Reputation: 103
overloading -> operator in c++
I saw this code but I couldn't understand what it does:
inline S* O::operator->() const
{
return ses; //ses is a private member of Type S*
}
so what happens now if I used ->?
Upvotes: 5
Views: 492
Answers (5)
Reputation: 6695
Is you have an instance of class O and you do
obj->func()
then the operator-> returns ses and then it uses the returned pointer to call func().
Full example:
struct S
{
void func() {}
};
class O
{
public:
inline S* operator->() const;
private:
S* ses;
};
inline S* O::operator->() const
{
return ses;
}
int main()
{
O object;
object->func();
return 0;
}
Upvotes: 2
Reputation: 170469
Now if you have
O object;
object->whatever()
first the overloaded operator-> will be called, which will return ses stored inside the object, then operator-> (built-in in case of S*) will be called again for the returned pointer.
So
object->whatever();
is equivalent to pseudocode:
object.ses->whatever();
the latter would be of course impossible since O::ses is private - that's why I call it pseudocode.

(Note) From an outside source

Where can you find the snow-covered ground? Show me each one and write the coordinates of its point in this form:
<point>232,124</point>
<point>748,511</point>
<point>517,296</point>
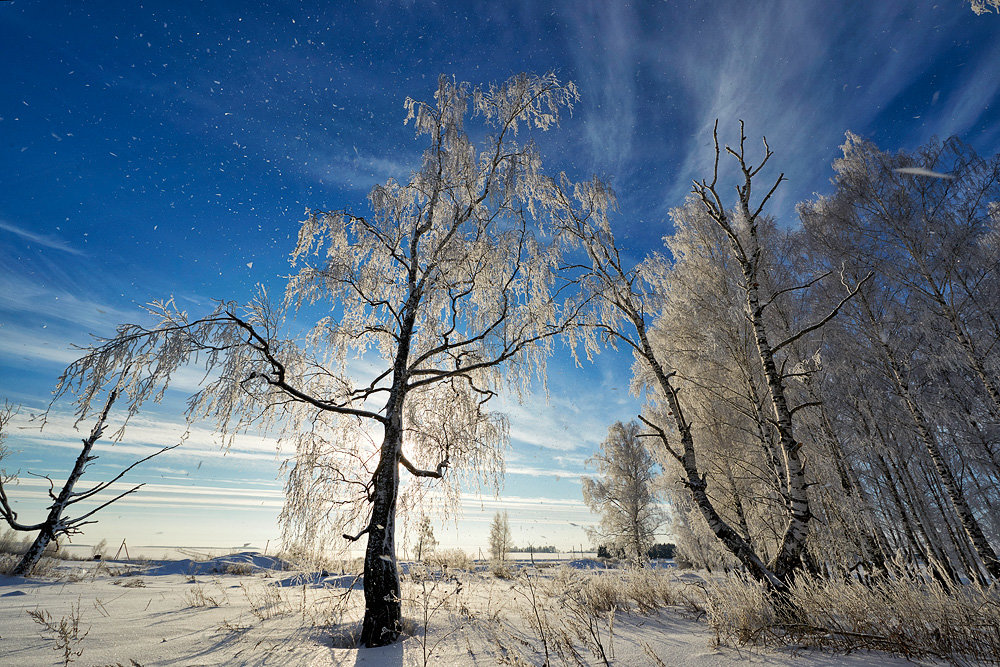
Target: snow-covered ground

With such overload you can create a wrapper around a pointer - such wrapper is typically called smart pointer.
Upvotes: 11
Reputation: 4019
Anytime an object of type O uses the -> operator a pointer to ses will be returned.
Upvotes: 0
Reputation: 259
It overloads the operator -> of the class O, that returns now an S* instead of an O*
Upvotes: -1
Reputation: 4985
It's an overloaded operator that would return a pointer to some member of type S.
Like, if you write
O object;
(object->)...
the part (object->) would become your pointer.
Upvotes: 0